Il pouffa de rire, amusé.

« Pauvre Bella »

« Je vous laisse, faut vraiment que j'y aille » courra t-elle vers les toilettes

« Qu'est ce que tu fais là ? »

« Stewart m'a demandé de l'aider, vous êtes trop nombreux »

Je réalisais subitement qu'il était à moitié dénudé, en glissant mon regard sur son torse imberbe. Son corps sculpté dans la pierre, je dévorais sa plastique très développée. Le soleil d'Arizona ne m'avait jamais autant donné de chaleur que le faisait son corps.

Figée par sa surprenante beauté, je cessais tout battement quand il se pencha sur mon oreille.

« Je ne tiens pas vraiment à avoir un problème de place dans mon short, alors évites de faire ce genre sexy en te mordant la lèvre inférieure...C'est déjà assez dur comme ça d'avoir sous les yeux tes courbes vertigineuses »

Merde...j'ai du respirer quelque chose de spécial, j'ai des hallucinations auditives !

Je restais scotchée, incapable de dire le moindre mot. « Courbes vertigineuses » ? « Dur » ? « Sexy »...Est ce que mon professeur de philo venait de flasher sur moi ? Je veux dire, non. J'ai 17ans, alors faire de l'effet à un type de 24ans, c'est juste surréaliste ! Surtout quand ce même type est veuf et très attachée à sa femme.

Mais...J'arrivais pas à le croire. Du doigt, je lui demandais de se pencher à nouveau.

« Tu es défoncé Masen »

« Peut être aujourd'hui, mais il me semble qu'hier quand tu es venue chez moi, j'avais les idées parfaitement claires...D'ailleurs, très sexy le soutien-gorge en dentelle »

Bouché bée, je rougis à l'idée qu'il ait pu me mater tout en ayant conscience de l'avoir fait.

Moi qui complexais à cause de mes formes, qui me rendait plus vulgaire qu'autre chose, je me sentais tout à coup fière. Plus jeune, je n'avais rien du physique d'aujourd'hui.

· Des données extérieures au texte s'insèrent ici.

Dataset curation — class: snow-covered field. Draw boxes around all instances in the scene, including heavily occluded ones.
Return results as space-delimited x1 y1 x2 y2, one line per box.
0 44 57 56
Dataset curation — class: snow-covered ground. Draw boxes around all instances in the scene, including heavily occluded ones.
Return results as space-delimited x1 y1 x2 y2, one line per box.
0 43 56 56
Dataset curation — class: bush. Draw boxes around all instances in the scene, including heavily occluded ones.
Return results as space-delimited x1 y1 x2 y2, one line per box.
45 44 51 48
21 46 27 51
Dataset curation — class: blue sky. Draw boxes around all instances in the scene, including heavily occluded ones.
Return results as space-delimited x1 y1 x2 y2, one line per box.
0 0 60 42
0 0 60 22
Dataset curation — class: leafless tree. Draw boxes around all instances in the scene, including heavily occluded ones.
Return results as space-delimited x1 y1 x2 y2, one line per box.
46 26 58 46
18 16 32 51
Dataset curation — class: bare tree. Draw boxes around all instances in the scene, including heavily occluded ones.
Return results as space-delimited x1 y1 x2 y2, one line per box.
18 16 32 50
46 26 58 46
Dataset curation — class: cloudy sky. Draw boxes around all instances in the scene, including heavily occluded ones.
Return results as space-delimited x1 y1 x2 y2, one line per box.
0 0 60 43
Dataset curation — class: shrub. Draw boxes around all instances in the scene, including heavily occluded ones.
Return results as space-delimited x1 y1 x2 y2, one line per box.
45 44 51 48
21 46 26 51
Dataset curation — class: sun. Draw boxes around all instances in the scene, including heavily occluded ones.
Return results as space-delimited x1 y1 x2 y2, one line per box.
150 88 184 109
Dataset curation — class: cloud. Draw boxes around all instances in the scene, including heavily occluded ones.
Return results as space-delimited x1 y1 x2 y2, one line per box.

J'étais une fille forte. Un soir, après de longues jérémiades, Phil avait décidé de me prendre en main et de faire de moi une fille fière de son corps. Sauf, que je n'avais pas réussi à perdre ma poitrine, que j'avais fini par muscler. Ça pouvait sembler hypocrite, surtout quand je vois toutes ces nanas passaient sous un bistouri pour avoir plus de formes qu'elles n'en avaient, mais attiser les regards pervers des gars, qui vous sourient pour avoir le privilège de vous toucher, est répugnant.

« Bouge ton cul Bells, je te veux à l'eau dans 10secondes » dit-il déjà loin

Un sourire niais aux lèvres, toujours ébahi de lui faire tant d'effet, je courrais pour rejoindre le grand bassin.

Le soir quand je rentrais chez moi, j'avais sauté sur mon lit comme une petite adolescente surexcitée. J'étais amoureuse d'Edward Masen, et malgré tout ce qui l'endurait, je lui faisais de l'effet.

Aussi puéril soit-il, ces deux constatations suffirent à m'envoyer au pays des rêves, après l'avoir déserté depuis si longtemps.